Майер принялся рассказывать и когда дошел до первой газетной статьи, граф его прервал вопросом:
– А не мог бы ты вспомнить, о чем написано в статье.
– Могу. Но если вам нужно точнее. У меня есть эта газета.
– У тебя есть газета?! Что же ты молчал?
– Да я не думал, что вам будет интересно.
– Ты можешь сейчас ее привезти?
– Газеты при мне, ваше высочество. Я, как сунул их в кафтан в Амстердаме, так еще и не вынимал.
Майер достал из кафтана свернутые три газетных листка и передал графу. Граф внимательно прочел все три статьи и отложил газеты на стол.
– Подожди в приемной, Майер, – после небольшого раздумья велел граф, – и скажи этим, пусть войдут.
Йозеф Мозес и Симон Михель протиснулись в зал через приоткрытую дверь. Йозеф узнал газеты на столе и понял, что их небольшая ложь раскрылась. Нужно срочно, что-то придумать. Нервозное состояние Мозеса не укрылось от внимания графа. «Значит, психология не врет, – подумал он, – хотя в отношении Ротшильда психологический постулат не подтвердился».
– Сегодня я хочу услышать еще раз ваш рассказ о пребывании на бирже, – выразил желание наследный принц.
– Простите нас, ваше высочество, но вчера мы сказали неправду.
– Вот как? А будет ли мне позволено когда-нибудь узнать правду? – довольный своим сарказмом, произнес граф.
– Простите нас ваше высочество, но нам было стыдно. Мы не смогли устоять перед соблазном заработать больше денег для вас.
– Рассказывайте.
Йозеф начал рассказ. На этот раз он без утайки поведал обо всех неверно принятых решениях. Симон кивал в знак согласия. Лишь один раз он возразил: «Почему вам не сказать, Йозеф, что я был против выкупа векселей за сто двадцать пять процентов?». На что получил ответ: «Кому теперь это может быть интересно, Симон?»
– Это все понятно, – задумчиво сказал граф по окончании рассказа. – Мне непонятно другое, почему для покупки векселей вы сняли мои деньги?
– У меня нет кредита в Амстердаме, ваше высочество. Но я сразу по возвращении собирался внести девять тысяч талеров в казначейство.
– Внесли?
– Не успел, ваше высочество.
– Тогда так. Внесете десять тысяч в казначейство и сдадите в канцелярию все доверенности от моего имени. Вас это тоже касается, Симон. Все. Идите.
– А как мне провести лишнюю тысячу?
– Вам – никак. Казначею скажете, что это штраф за обман.
Несмотря на возникшее отвращение к этим двум персонам, граф не мог так просто от них избавиться. Вся финансовая система Гессенского дома объединена общим управлением, и пока жив отец, ландграф Гессен-Кассельский, за ним остается окончательное решение по придворным факторам. Но постепенно надо обзаводиться и своими.
Наследный принц вышел в приемную и подошел к Майеру.

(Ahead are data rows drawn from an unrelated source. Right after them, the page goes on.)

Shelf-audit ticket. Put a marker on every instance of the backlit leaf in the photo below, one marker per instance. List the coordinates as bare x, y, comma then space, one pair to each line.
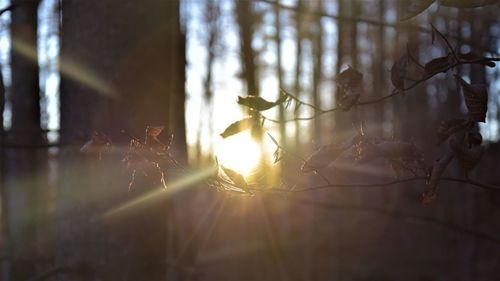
351, 84
237, 127
441, 64
398, 72
238, 180
410, 8
449, 127
467, 3
476, 99
256, 102
468, 157
97, 143
151, 139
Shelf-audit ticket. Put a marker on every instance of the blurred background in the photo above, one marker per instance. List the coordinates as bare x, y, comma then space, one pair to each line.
72, 67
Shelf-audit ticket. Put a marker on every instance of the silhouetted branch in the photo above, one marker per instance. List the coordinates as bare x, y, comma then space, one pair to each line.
37, 146
381, 184
319, 111
396, 25
394, 214
17, 4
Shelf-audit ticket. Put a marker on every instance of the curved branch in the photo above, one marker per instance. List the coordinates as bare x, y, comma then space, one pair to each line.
394, 93
381, 184
394, 214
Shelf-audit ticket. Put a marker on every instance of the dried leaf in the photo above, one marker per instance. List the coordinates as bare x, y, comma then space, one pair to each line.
97, 143
151, 139
469, 56
260, 104
410, 8
437, 65
237, 127
449, 127
350, 82
436, 172
467, 157
398, 72
467, 3
256, 102
476, 99
326, 154
238, 180
468, 150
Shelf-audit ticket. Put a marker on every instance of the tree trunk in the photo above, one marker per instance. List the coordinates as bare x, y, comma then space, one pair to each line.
123, 69
23, 165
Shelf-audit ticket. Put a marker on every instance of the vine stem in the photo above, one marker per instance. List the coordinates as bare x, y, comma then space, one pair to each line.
381, 184
395, 92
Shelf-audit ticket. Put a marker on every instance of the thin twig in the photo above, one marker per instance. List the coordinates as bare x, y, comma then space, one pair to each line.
381, 184
396, 215
396, 25
320, 112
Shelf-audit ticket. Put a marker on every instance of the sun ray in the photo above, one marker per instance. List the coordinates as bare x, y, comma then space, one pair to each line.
172, 187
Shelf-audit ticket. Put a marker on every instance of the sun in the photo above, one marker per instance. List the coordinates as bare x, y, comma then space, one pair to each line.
240, 152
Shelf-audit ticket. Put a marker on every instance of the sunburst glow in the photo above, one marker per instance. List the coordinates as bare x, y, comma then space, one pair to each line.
240, 152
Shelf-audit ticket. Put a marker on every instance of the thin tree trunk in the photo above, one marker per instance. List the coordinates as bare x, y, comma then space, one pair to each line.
317, 71
279, 72
24, 164
298, 69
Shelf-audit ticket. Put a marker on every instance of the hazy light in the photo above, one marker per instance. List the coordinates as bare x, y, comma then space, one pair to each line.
241, 152
172, 187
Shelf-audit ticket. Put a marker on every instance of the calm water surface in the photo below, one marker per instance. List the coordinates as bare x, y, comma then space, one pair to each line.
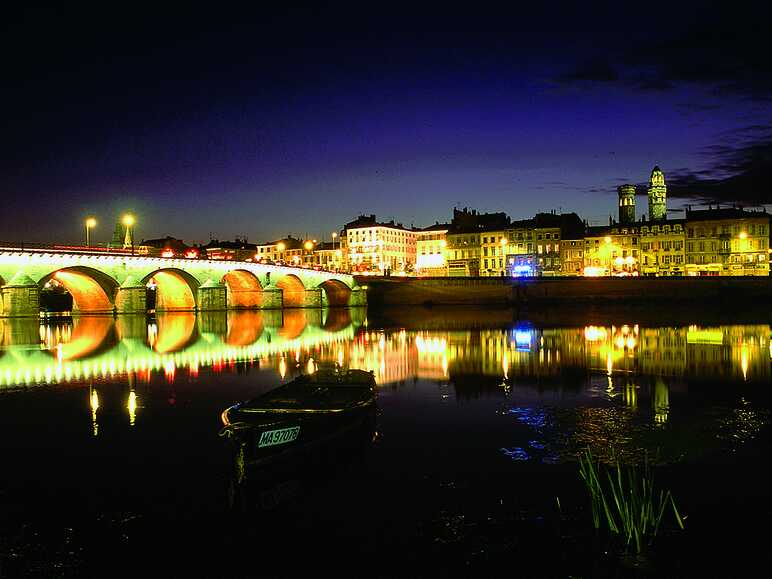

– Идите в канцелярию и составьте ходатайство на соискание чина придворного фактора, – и, как бы извиняясь за излишнюю формальность, добавил, – без бюрократии в финансах никак.
– А как же игра на бирже, ваше высочество?
– Рискованно это все. Давайте будем богатеть традиционными способами.
– Я приложу к этому все силы, ваше высочество.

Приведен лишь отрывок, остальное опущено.